Data onboarding

Transferring data sets to your AI space

Before starting your GPU subscription you have an opportunity to prepare your data set to be ready on the launch date. If this is the need, we can prepare data proxy Kubernetes pod with high throughput Internet connection, which will let you to transfer the data sets directly to your AI space, which is Kubernetes Persistent Volume Claim.

Why to store the data in PVC?

Storing your data sets, for instance, in S3 object buckets is convenient, cost-effective choice for cold data. However, during your subscription you probably would like to fully utilize GPUs. That’s why optimal way of data access to the AI space is needed.

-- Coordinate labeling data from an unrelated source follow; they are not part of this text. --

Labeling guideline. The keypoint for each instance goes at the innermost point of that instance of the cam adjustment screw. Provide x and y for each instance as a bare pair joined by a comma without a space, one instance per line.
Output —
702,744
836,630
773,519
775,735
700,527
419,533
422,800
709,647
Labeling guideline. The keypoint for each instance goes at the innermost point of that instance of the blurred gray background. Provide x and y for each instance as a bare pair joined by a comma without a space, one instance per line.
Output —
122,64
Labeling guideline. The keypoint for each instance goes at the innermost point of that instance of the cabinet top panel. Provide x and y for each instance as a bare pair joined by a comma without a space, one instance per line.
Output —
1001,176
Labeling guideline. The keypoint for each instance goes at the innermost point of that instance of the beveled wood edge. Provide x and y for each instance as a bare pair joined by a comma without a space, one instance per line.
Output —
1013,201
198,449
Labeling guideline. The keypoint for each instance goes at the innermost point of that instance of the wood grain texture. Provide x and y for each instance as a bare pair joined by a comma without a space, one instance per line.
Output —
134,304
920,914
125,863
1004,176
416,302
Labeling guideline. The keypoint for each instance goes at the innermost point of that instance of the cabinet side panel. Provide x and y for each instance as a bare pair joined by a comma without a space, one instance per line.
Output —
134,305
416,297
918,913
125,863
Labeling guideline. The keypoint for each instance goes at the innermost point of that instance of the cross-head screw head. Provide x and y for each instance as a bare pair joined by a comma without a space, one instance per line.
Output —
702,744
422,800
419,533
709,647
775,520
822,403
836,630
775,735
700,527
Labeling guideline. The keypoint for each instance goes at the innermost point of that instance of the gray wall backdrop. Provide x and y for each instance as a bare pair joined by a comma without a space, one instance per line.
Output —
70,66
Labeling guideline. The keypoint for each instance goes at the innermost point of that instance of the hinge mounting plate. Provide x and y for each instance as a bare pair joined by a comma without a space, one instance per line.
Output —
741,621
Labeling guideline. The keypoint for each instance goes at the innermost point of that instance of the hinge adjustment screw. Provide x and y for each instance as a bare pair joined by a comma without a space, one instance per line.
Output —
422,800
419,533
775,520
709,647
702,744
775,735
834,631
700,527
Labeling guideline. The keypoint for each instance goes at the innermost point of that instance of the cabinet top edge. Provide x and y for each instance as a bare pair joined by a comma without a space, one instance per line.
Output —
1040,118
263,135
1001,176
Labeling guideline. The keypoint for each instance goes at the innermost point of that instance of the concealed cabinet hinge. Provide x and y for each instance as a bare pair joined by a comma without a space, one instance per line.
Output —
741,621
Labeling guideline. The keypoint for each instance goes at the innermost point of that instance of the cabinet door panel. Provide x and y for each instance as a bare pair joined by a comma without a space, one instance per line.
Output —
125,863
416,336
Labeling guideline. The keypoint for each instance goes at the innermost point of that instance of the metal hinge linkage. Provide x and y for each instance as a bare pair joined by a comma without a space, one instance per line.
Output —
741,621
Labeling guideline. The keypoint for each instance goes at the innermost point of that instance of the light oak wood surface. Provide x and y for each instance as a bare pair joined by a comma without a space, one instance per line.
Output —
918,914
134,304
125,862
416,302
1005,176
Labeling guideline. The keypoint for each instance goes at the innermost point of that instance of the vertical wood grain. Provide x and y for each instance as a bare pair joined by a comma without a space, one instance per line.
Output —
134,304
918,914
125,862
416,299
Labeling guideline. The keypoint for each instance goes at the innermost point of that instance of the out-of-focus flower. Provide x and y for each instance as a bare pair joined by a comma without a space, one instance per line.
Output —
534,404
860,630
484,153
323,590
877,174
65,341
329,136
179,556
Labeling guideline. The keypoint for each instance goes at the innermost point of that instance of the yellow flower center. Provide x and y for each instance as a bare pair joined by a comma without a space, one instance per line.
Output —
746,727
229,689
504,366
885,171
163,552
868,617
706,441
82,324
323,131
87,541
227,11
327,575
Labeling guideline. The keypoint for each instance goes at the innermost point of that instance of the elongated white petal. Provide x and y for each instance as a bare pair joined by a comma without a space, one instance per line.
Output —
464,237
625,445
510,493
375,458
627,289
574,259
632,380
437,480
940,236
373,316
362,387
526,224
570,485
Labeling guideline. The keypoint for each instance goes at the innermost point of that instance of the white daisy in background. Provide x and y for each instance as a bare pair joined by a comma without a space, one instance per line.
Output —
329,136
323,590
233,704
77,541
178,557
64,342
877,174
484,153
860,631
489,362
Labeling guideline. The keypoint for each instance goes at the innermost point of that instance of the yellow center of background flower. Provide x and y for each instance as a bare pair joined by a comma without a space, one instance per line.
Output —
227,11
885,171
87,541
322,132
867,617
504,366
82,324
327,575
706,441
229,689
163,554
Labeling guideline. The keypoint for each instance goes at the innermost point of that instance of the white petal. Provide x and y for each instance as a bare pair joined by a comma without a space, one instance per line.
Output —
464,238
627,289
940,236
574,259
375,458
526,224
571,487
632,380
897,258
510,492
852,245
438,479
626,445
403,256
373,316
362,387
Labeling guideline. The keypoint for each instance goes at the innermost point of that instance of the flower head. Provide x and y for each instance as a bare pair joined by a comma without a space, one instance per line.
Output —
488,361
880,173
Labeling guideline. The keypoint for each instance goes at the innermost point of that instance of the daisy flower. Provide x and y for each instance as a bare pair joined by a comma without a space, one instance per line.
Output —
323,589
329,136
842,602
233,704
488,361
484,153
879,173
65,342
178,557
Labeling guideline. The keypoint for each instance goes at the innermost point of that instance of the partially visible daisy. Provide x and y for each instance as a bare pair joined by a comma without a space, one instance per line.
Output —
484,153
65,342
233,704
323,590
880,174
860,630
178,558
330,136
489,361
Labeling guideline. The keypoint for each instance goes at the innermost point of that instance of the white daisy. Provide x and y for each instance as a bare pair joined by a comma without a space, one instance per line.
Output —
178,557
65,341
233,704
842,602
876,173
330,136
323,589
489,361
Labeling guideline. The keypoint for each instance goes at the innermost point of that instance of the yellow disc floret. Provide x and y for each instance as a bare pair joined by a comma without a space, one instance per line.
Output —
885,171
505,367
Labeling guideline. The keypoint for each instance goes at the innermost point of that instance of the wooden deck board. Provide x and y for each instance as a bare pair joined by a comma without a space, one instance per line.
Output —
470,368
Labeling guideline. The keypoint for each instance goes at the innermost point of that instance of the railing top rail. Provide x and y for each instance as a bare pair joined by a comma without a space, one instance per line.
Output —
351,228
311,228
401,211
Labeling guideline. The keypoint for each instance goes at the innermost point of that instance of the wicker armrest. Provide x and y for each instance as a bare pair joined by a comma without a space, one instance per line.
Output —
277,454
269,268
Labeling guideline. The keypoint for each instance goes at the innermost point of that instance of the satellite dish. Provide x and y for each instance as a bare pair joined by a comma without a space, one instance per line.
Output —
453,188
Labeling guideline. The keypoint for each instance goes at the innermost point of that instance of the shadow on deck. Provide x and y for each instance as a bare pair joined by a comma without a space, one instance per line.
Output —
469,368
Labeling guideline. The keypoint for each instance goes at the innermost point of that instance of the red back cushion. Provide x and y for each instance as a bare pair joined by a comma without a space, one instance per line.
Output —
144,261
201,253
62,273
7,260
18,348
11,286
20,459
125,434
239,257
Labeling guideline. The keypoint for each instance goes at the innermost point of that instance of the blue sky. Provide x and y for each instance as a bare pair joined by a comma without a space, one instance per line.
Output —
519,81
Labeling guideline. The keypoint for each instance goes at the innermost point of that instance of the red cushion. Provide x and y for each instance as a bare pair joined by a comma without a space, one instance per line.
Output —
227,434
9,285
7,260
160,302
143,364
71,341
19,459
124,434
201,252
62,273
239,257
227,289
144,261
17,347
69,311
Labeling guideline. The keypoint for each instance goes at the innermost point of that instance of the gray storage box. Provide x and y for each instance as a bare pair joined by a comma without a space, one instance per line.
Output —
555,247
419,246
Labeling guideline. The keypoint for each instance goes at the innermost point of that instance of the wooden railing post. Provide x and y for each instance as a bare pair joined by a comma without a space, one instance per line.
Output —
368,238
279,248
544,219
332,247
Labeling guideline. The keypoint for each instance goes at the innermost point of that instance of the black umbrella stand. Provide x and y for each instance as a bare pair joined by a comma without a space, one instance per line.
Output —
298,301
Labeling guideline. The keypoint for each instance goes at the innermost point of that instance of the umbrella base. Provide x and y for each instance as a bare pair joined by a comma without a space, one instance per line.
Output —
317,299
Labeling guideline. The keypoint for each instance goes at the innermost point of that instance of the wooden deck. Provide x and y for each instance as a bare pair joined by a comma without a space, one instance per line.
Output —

On the DGX level we mount your dedicated File System from Pure Storage FlashBlade array with NFS over RDMA (RoCEv2) using dedicated vendor drivers certified by NVIDIA and called GPUDirect Storage. Thanks to this, possibly minimum latency is achieved between the DGX and the array, which is crucial for typical training or processing data sets, usually containing thousands or much more small objects. It guarantees the storage is not a bottleneck in GPU accelerated processes.

On top of such dedicated NFS mount point a Persistent Volume Claim is created and added to your project in a workload platform like Run:ai, so the consumption by the various workloads is available. In case of data proxy pod, the mount point can be found at /data path.

Anyway, S3 bucket data source is still an option in some cases, but usually far from the optimal one, which we cannot recommend in F.I.N. architecture.

Data proxy

Access

The public SSH access will be provided to you by our team after sharing with us your public key. To achieve optimal transfer performance and keep your data safe we recommend Ed25519 format.

Use cases

The data proxy is prepared to be both connection initiator (client) or its server (SFTP/SSH), depending on your needs. This is example use cases with corresponding diagrams:

downloading the data from your S3 bucket, whose endpoint is accessible from the Internet using your keys;
you could also connect to your SSH/SFTP server with SSH key pair to fetch the data;
or just connect from your server to the data proxy using SSH/SFTP (also with key pair) to transfer the data accessible only from your local network.

The transfer tool

Depending on your network connection throughput, using just SCP or SFTP protocols, or even rsync, probably won’t provide enough parallelism to fully utilize it; particularly with vast number of small objects. We propose Rclone - Swiss Army knife in terms of data sync between dozens types of spaces.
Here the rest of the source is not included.